Das rosafarbene Papierrezept ist passé: Seit Januar sind Arztpraxen und Krankenhäuser verpflichtet, für verschreibungspflichtige Arzneimittel elektronische Rezepte auszustellen. Nach Angabe des Bundesministeriums für Gesundheit erleichtert die Einführung des E-Rezepts den Praxisalltag, da dadurch händische Unterschriften und Wege entfallen, Folgerezepte ohne erneuten Patientenbesuch ausgestellt werden könnten und sich das Medikamentenmanagement verbessere. Doch die Änderungen gelten noch nicht für alle Bereiche, was auch neue Herausforderungen für Ärzte, Patienten und Apotheken birgt.
Wie funktioniert das elektronische Rezept?
"In der Regel ändert sich für die Patientinnen und Patienten nicht viel, denn das E-Rezept ist nach wie vor in der Apotheke vor Ort einzulösen", sagt Berend Groeneveld, Vorstandsvorsitzender des Landesapothekerverbandes Niedersachsen. Denn statt vom Arzt ein Papier zu erhalten, auf dem Medikament, Dosierung und Arztunterschrift festgehalten sind, bucht die Praxis die benötigten Informationen, wie Patientendaten und Dosierhinweise, lediglich auf einen elektronischen Schlüssel. Zur Einlösung haben Versicherte drei Optionen: per App, Papierausdruck oder mit ihrer Krankenkassenkarte. Die Patienten können dann selbst entscheiden, wie sie das Rezept in der Apotheke einlösen möchten, so Groeneveld.
Welche Medikamente werden über das E-Rezept verordnet?
Für fast alle Medikamente, die bisher auf einem rosafarbenen Rezept verordnet wurden, erhalten Patienten nun ein E-Rezept. Bislang gilt die Regelung aber nur für gesetzlich versicherte Patienten. Das blaue Rezept für Privatversicherte gibt es zunächst weiter in Papierform. Künftig sollen auch privat Krankenversicherte E-Rezepte nutzen können. Erste private Versicherungen bieten dies schon an.
Wie läuft die Ausstellung in den Arztpraxen?
"Technisch funktioniert das E-Rezept ganz gut, die Datenübertragung ist deutlich schneller als bei der E-AU", berichtet der Verdener Hausarzt Dr. Lutz Banneitz. Problematisch sei dagegen die nicht einheitliche Umsetzung. Denn Privatrezepte, Hilfsmittelverordnungen und Eigenrezepturen müssen weiterhin auf Papier gedruckt werden. "Das führt beispielsweise dazu, dass ein Diabetiker sein Insulin per E-Rezept bekommt, seine Nadeln für die Injektion aber auf Papier." Ausnahmen seien zudem für Hausbesuchspatienten und Pflegeheimbewohner notwendig, die nicht mit ihrer Versichertenkarte in die Apotheke gehen können. "Da ist noch viel zu tun", betont Banneitz. "Ich denke, vor verpflichtender Einführung hätten hier sinnvolle einheitliche Regelungen geschaffen werden müssen."
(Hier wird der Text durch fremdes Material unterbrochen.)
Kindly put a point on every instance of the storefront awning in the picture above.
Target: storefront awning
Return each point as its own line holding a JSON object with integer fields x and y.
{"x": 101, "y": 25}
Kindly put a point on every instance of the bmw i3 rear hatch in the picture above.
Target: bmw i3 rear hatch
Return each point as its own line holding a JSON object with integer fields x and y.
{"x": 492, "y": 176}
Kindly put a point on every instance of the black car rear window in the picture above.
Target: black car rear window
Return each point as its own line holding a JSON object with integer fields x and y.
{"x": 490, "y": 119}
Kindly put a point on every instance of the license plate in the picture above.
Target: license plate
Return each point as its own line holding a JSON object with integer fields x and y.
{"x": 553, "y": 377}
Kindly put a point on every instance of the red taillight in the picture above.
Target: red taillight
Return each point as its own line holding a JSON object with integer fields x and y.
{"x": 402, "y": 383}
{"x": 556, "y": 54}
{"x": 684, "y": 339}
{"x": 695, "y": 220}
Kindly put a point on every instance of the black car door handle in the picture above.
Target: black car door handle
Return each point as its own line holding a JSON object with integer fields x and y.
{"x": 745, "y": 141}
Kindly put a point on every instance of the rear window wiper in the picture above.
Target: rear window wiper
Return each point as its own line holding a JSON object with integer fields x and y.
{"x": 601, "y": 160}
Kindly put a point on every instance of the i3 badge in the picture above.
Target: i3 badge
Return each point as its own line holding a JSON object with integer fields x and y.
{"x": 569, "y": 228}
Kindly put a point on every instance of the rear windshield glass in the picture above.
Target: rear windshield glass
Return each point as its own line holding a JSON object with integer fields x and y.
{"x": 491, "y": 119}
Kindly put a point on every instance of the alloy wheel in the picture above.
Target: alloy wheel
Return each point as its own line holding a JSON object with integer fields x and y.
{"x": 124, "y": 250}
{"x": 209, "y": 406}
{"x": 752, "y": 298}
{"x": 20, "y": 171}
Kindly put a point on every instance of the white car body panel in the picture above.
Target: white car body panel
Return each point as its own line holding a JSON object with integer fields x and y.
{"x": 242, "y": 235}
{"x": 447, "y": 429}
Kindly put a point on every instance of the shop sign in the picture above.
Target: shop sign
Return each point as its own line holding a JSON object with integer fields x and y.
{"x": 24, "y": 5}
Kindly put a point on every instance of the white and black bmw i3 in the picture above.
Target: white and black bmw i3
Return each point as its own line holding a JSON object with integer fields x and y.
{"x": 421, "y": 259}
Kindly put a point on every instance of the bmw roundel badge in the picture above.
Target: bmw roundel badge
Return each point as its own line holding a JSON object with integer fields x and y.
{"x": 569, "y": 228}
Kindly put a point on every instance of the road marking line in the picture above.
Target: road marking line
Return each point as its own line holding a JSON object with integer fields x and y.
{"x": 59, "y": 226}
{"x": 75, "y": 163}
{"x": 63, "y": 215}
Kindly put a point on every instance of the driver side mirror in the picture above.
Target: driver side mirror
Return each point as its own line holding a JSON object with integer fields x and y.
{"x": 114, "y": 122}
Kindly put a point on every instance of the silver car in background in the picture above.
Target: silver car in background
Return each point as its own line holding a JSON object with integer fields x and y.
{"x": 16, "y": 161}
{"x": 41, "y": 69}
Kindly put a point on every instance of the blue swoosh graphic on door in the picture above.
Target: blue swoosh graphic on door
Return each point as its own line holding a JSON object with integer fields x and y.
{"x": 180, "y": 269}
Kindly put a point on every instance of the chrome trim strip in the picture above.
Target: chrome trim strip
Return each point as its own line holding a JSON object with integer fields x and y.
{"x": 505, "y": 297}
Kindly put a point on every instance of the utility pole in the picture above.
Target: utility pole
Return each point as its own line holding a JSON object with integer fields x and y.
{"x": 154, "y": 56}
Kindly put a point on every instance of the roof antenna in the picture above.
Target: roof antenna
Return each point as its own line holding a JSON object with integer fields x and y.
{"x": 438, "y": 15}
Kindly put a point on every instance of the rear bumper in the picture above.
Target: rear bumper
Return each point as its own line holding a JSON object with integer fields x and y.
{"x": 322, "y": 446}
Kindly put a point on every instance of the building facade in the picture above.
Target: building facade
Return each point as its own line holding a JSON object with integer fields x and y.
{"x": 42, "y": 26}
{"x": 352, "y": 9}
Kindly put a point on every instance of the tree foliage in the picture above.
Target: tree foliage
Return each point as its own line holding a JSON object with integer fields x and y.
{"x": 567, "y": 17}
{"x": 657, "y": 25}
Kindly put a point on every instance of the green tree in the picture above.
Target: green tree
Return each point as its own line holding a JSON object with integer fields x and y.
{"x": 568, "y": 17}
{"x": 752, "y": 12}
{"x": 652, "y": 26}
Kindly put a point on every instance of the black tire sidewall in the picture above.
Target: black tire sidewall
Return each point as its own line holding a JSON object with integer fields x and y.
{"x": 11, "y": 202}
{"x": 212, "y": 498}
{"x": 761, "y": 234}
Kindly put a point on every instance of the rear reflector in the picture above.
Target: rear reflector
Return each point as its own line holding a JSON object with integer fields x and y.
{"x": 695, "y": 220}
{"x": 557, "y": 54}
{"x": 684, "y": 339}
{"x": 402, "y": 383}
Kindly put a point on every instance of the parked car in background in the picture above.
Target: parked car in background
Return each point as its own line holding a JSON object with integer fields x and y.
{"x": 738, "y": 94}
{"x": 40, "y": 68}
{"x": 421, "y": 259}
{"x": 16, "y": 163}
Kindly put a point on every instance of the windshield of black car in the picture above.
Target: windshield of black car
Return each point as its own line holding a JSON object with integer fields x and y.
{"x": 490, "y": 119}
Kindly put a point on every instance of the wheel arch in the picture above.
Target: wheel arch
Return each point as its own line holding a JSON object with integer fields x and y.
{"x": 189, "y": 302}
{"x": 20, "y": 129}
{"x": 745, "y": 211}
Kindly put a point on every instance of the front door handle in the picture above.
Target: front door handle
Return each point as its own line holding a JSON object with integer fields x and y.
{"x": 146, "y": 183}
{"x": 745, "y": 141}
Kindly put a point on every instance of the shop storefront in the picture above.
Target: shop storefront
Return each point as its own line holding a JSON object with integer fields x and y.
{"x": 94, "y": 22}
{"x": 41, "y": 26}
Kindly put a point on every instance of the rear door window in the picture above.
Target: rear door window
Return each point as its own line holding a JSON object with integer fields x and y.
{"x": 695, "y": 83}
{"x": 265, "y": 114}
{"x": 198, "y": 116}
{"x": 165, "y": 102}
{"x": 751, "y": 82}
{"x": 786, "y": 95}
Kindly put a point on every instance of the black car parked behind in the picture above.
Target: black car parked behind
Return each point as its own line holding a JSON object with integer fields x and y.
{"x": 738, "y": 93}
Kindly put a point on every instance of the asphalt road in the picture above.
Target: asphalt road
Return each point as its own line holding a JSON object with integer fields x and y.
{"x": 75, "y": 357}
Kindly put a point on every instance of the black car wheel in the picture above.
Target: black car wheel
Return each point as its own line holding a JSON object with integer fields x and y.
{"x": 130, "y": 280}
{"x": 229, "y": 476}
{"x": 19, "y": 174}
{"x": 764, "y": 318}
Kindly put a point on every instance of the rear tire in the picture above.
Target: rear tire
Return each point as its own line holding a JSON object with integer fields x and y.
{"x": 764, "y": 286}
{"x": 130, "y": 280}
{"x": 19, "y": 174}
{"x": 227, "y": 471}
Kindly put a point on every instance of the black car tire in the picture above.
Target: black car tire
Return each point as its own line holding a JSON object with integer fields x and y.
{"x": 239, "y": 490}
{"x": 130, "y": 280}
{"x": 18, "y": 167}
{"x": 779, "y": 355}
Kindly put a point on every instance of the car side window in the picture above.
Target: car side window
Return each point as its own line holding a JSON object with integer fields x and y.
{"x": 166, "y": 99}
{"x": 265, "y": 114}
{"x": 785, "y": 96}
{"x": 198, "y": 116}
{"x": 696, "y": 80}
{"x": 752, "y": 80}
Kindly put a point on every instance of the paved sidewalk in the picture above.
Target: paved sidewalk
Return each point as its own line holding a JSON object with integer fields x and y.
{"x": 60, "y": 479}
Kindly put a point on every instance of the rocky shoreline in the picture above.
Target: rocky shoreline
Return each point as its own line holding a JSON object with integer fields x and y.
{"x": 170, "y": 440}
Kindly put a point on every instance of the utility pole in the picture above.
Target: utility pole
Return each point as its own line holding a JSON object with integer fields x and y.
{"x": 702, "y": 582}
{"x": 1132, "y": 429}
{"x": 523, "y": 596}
Wie lange dauert die digitale Rezepterstellung?
Die reine Ausstellung des Rezepts dauert nicht länger als beim rosafarbenen Papierrezept, berichtet Banneitz, lediglich der Versand kostet etwas mehr Zeit. Schon Ende 2023 hatte die Kassenärztliche Vereinigung Niedersachsen berichtet, dass vor allem das Signieren bei einigen Softwaresystemen noch Probleme bereiten und deutlich länger als vorgesehen dauern kann. Besonders zeitraubend sei es, wenn ein Rezept sofort ausgestellt und versendet werden muss, so Banneitz. "Dies ist nicht an jedem Arbeitsplatz möglich, der verantwortliche Arzt muss sich mit Pin und Karte identifizieren, das dauert schon."
Wie funktioniert die Einlösung aktuell in den Apotheken?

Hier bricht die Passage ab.